Comparisons show three important points relevant to interpretation of the present results: (1) the CF reported for 2022 (1.02 kg CO_2eq/L) lies within the broad range reported in the literature for fossil-dominated systems, (2) the post-intervention values (0.12–0.15 kg CO_2eq/L) put the plant well below typical corporate averages and far below product-level figures that include packaging and full cradle-to-grave burdens, and (3) the literature supports the mechanisms invoked in this study (fuel switching to biomass, PV self-generation, and heat recovery) as credible technical routes to achieve the observed reductions.

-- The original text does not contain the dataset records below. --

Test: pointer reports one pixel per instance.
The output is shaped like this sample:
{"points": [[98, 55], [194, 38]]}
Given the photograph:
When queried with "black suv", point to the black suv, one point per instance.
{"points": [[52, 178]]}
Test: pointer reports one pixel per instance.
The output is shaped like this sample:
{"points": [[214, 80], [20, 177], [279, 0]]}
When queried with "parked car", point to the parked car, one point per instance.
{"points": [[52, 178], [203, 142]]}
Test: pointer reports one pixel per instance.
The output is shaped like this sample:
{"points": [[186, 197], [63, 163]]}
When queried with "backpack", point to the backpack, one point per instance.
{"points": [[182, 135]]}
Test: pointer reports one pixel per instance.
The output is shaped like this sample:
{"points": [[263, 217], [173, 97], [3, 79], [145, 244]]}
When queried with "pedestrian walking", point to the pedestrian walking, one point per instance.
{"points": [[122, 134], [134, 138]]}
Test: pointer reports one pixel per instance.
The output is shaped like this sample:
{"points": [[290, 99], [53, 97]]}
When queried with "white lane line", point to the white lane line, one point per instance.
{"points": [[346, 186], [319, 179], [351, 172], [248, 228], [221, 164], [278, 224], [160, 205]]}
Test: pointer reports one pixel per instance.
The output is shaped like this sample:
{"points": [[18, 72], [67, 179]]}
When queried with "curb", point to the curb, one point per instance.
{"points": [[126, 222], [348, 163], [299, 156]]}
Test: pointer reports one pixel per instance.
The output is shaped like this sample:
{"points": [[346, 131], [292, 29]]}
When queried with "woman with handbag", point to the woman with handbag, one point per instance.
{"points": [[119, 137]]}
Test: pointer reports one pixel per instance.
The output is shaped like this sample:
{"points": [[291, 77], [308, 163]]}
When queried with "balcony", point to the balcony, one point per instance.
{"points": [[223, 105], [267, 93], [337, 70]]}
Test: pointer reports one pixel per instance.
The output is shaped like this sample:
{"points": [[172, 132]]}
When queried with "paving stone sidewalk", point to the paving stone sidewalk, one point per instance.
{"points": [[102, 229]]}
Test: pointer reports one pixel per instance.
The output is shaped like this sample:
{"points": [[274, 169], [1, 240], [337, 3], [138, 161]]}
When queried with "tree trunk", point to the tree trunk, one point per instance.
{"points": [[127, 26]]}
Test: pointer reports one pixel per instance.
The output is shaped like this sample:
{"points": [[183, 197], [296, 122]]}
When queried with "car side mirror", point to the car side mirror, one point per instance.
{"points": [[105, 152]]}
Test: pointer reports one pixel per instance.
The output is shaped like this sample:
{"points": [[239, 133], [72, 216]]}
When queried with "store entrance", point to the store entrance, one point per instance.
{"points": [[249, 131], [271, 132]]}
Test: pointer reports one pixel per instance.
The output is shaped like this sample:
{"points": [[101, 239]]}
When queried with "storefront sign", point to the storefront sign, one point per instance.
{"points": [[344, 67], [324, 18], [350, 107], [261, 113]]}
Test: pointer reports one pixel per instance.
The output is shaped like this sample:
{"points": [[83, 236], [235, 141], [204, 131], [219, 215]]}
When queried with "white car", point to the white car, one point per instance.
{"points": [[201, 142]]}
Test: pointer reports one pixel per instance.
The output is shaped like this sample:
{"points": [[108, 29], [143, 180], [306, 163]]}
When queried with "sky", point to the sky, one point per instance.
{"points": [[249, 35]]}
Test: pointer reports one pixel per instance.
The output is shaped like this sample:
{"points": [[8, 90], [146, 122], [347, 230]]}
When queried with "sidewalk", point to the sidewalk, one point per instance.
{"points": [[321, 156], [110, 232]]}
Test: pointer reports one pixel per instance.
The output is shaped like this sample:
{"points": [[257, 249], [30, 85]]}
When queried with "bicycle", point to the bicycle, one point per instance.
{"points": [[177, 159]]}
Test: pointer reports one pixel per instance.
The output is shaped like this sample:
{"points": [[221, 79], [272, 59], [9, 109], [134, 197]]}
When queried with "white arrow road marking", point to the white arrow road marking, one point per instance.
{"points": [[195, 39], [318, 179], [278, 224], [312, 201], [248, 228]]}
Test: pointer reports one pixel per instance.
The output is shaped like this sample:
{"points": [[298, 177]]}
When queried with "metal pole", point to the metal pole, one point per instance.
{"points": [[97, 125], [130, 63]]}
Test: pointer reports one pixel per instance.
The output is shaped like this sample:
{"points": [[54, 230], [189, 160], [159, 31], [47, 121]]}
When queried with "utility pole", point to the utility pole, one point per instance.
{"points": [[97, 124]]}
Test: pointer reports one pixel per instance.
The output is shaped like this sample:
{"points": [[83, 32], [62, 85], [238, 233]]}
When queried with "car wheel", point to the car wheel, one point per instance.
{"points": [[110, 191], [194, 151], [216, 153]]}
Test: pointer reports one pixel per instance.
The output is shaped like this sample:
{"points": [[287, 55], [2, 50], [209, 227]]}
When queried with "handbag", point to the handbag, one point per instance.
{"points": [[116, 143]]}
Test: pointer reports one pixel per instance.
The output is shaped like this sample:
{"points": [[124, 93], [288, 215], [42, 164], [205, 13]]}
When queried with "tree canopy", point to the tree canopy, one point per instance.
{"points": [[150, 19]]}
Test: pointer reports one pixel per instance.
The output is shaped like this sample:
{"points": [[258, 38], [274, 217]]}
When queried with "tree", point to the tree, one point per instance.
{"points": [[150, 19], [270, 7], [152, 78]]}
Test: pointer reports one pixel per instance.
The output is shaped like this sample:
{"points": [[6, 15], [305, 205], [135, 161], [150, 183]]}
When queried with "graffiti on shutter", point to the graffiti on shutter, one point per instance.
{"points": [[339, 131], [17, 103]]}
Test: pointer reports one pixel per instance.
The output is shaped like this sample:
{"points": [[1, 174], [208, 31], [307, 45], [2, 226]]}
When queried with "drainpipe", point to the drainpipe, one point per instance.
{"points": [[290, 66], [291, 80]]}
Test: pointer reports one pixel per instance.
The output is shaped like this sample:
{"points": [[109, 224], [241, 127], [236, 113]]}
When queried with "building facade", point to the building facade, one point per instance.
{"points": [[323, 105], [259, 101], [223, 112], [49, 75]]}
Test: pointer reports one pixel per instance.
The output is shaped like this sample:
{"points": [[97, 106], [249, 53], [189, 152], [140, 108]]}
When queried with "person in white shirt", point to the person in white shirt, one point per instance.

Importantly, this study contributes new insight for future discussions by identifying specific processes, particularly distillation, rectification, and electricity-intensive operations, as priority areas for technological modernization and energy optimization. It also highlights the strategic potential of renewable energy integration and circular-management approaches to by-products. The findings underscore the need for expanded system-boundary assessments, including upstream raw spirit production, to capture the full environmental impact of the agro-industrial chain. As such, this work not only fills a gap in Polish and regional literature but also establishes a framework for broader, multi-stage LCAs that can guide the spirits sector toward a low-carbon and environmentally sustainable trajectory. Future research is expected to extend the analysis to the raw spirit production segment, which is the sequential link in the agro-industrial production chain, in order to assess the total impact of processing on GHG emissions.